Pics upon request and I'm a good looking man .
I thanks


----------



## Deleted member 125 (Sep 8, 2017)

stp is not a dating site or a place for you to pick up girls.


----------



## Odin (Sep 8, 2017)

Popsicle said:


> Pics upon request and I'm a good looking man .




That's what we all say before ya hear the crack of a smiley to yer temple. lol


----------



## Matt Derrick (Sep 9, 2017)

cantcureherpes said:


> stp is not a dating site or a place for you to pick up girls.



aww man, i'm guessing im going to have to make a rule for this now.


----------



## Desperado Deluxe (Sep 9, 2017)

Im pretty sure he's just being silly. I can appreciate his writing.


----------



## Desperado Deluxe (Sep 9, 2017)

I mean why cant we date on here? Where else are you going to find this? Everywhere Else they want go to dinner and a movie like yay here's a cookie::wacky::. I think it should be monitered but I get it people fuck it up. I'd say if he's serious this shits stupid tho. But thats the vetting process in effect.


----------



## Popsicle (Sep 9, 2017)

Then delete this thread please ..Sorry


----------



## Popsicle (Sep 9, 2017)

Gaucho Deluxe said:


> I mean why cant we date on here? Where else are you going to find this? Everywhere Else they want go to dinner and a movie like yay here's a cookie::wacky::. I think it should be monitered but I get it people fuck it up. I'd say if he's serious this shits stupid tho. But thats the vetting process in effect.



Would agree to this as well but hey I see where they are coming from as well . 

The avatar is little misleading on the sex and relationships section .. it should have one of a heart cracked in two ? Lmao or an eviction or past due notice .

I say Matt or Can't cure delete it I'll go back to my boxcar with my chicken thread .


----------



## salxtina (Sep 9, 2017)

I'm choosing to willfully misread this acronym.


----------



## Matt Derrick (Sep 9, 2017)

new rules have been posted that disallow posting 'personals ads' type threads as outlined here:

https://squattheplanet.com/threads/rules-for-this-forum-area.4111/

due to these new rules i am locking any offending threads and will issue warnings for future violations of these rules.



Gaucho Deluxe said:


> I mean why cant we date on here?
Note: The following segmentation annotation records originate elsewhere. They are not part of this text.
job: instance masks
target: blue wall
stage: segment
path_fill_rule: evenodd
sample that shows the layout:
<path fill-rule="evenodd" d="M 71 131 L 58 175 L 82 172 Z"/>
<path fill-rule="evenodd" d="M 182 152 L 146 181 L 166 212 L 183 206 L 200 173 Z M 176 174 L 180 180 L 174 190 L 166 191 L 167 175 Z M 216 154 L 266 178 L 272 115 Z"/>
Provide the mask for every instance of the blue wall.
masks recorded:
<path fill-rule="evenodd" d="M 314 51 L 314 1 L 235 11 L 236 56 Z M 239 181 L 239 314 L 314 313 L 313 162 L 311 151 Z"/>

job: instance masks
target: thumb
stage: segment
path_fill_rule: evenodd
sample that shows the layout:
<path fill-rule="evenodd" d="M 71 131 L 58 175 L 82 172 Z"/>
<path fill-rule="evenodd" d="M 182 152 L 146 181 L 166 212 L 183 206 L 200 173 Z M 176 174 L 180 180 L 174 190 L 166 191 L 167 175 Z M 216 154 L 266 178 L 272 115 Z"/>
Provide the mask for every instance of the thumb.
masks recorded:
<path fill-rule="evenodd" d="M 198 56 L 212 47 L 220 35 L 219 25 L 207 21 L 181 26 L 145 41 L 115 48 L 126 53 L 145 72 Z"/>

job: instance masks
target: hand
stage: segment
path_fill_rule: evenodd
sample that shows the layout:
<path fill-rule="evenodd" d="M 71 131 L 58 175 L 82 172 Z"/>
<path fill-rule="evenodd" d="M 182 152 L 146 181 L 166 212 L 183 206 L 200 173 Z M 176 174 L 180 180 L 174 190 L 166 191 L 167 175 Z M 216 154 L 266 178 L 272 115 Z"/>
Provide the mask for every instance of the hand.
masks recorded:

Where else are you going to find this? Everywhere Else they want go to dinner and a movie like yay here's a cookie::wacky::. I think it should be monitered but I get it people fuck it up. I'd say if he's serious this shits stupid tho. But thats the vetting process in effect.



the problem with your suggestion is that a lot of stereotypical men will abuse this section and create an environment where women are afraid to post (in any forum area) for fear of unwanted sexual advances. this is already a serious problem online anyways, so i'm not going to create a section of the forums that exacerbates that issue.


----------